The Oxford English Dictionary defines the term digital as being “(of signals or data) expressed as series of the digits 0 and 1, typically represented by values of a physical quantity such as voltage or magnetic polarization.”
When used it terms of IT, digital and its various derivations mean many things to many people.
In particular, the terms digitisation and digitalisation mean two distinctly different things, but are often used interchangeably.
It’s important to clarify the difference between the two to avoid any confusion and misunderstanding.
Digitisation is the conversion of an analogue form to a digital form. The conversion of text, pictures, or sound into a digital form, that can be processed by a computing system, for a variety of different reasons.
Digitisation is also the creation of an automated workflow and processes, designed to manage the digitised form, replacing the existing manual paper-based processes.
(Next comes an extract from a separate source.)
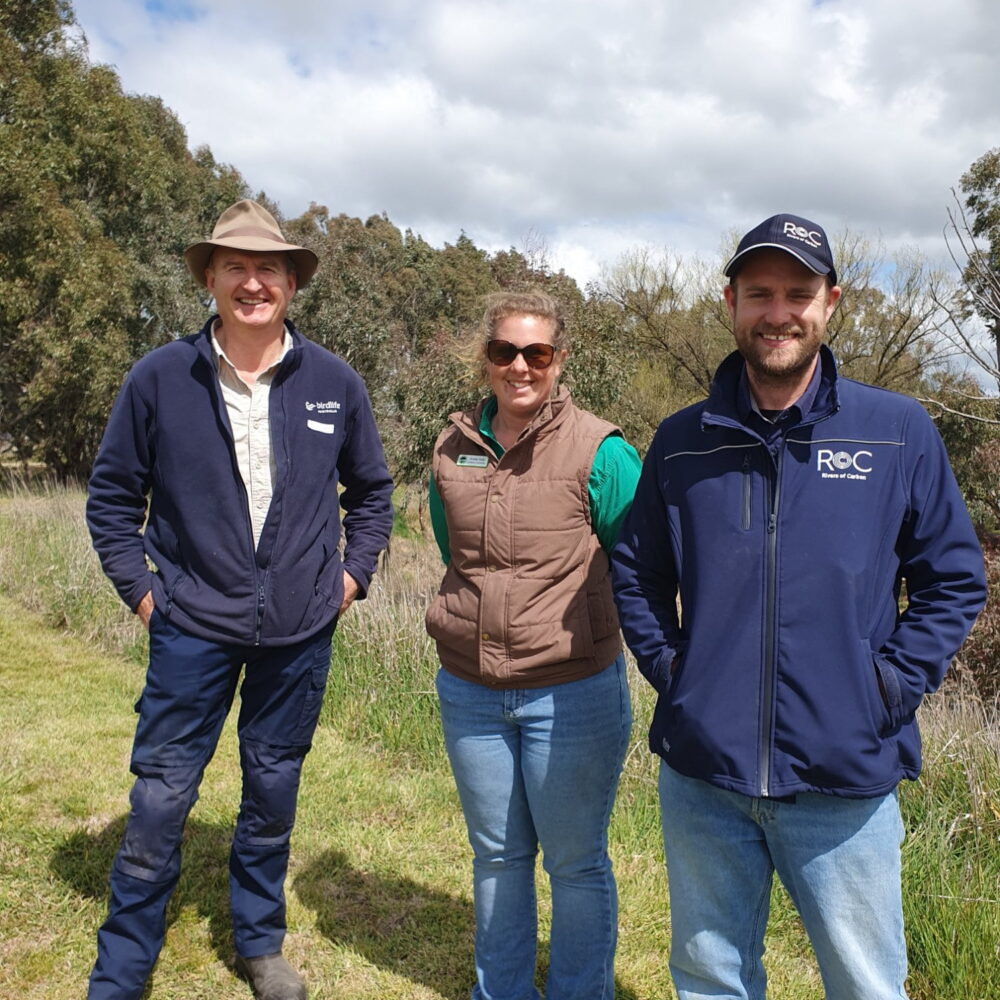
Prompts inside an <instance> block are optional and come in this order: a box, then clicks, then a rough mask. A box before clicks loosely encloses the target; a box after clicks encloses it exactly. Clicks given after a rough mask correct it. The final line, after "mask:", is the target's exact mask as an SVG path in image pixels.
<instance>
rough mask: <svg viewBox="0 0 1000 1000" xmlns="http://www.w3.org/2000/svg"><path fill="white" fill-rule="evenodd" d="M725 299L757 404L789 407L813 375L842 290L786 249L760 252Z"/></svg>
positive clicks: (744, 268)
mask: <svg viewBox="0 0 1000 1000" xmlns="http://www.w3.org/2000/svg"><path fill="white" fill-rule="evenodd" d="M725 296H726V305H728V306H729V315H730V316H731V317H732V321H733V336H734V337H735V338H736V346H737V348H738V349H739V352H740V354H742V355H743V358H744V360H745V361H746V365H747V377H748V378H749V380H750V385H751V388H752V389H753V390H754V395H755V397H756V398H757V401H758V403H762V404H765V405H770V403H771V402H775V403H776V408H783V407H784V406H789V405H791V404H792V403H794V402H795V400H796V399H798V397H799V396H801V395H802V393H803V392H804V391H805V389H806V387H807V386H808V384H809V379H810V378H811V377H812V373H813V369H814V367H815V364H816V355H817V354H818V353H819V348H820V345H821V344H822V343H823V337H824V336H825V334H826V324H827V321H828V320H829V319H830V316H831V315H832V314H833V310H834V307H835V306H836V304H837V300H838V299H839V298H840V288H839V287H836V286H834V287H833V288H831V287H830V286H829V285H828V283H827V280H826V278H825V277H823V276H822V275H819V274H814V273H813V272H812V271H810V270H809V268H807V267H806V266H805V265H803V264H801V263H800V262H799V261H798V260H796V259H795V258H794V257H793V256H792V255H791V254H788V253H785V252H784V251H783V250H757V251H755V252H754V253H752V254H750V255H749V257H748V259H747V261H746V263H745V264H743V266H742V267H741V268H740V270H739V272H738V274H737V275H736V278H735V280H734V282H733V284H731V285H729V286H728V287H727V288H726V290H725ZM785 400H787V402H786V401H785Z"/></svg>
When people talk about digitisation, they are typically talking about the fact that they have converted paper documents (or another analogue form) to a digital form, and as a result they have been able to automate their manual processes.
Digitisation, however, in itself is not enough for a business, and this is where the AL comes into digitalisation.
Whereas digitisation is about the automation of existing data and processes for digital information, digitalisation is about leveraging the digital assets and using them to create new or replacement processes to realise a digitally enabled business.
“Digitalisation is the use of digital technologies to change a business model and provide new revenue and value-producing opportunities; it is the process of moving to a digital business.” (Gartner)
It is not necessary for digitisation to be complete before the process of digitalisation commences. However, you have to have digital assets to start digitalisation, and for most pre-existing businesses these will be created as part of digitisation.
Digitalisation allows businesses to look at new ways of reaching and engaging with their customers (including employees). Enabling businesses to create a valuable online presence, develop a new mobile reach, profile their customers more effectively and create new, and innovative, products that were previously not possible.
This, in turn, will allow the generation of ‘Big Data’, about its customers, understanding how they think, what they want, and how they engage with the brand, allowing the business evolve and develop appropriately.
A Digital Strategy
Having understood the difference between digitisation and digitalisation, and that one facilitates the other, the business needs to define a digital strategy that lays out how it will embrace these concepts and apply them.
This digital strategy needs to ensure that the business is adaptable, adjusting flexibly to developing market trends, allowing innovation to happen rapidly and provide a focus on the customer experience.
In an ever-varied market, where there are so many different ways that a consumer can engage with a business, having the right digital strategy will allow a business to consolidate and strengthen its position, leveraging the benefits that digitisation and digitalisation bring.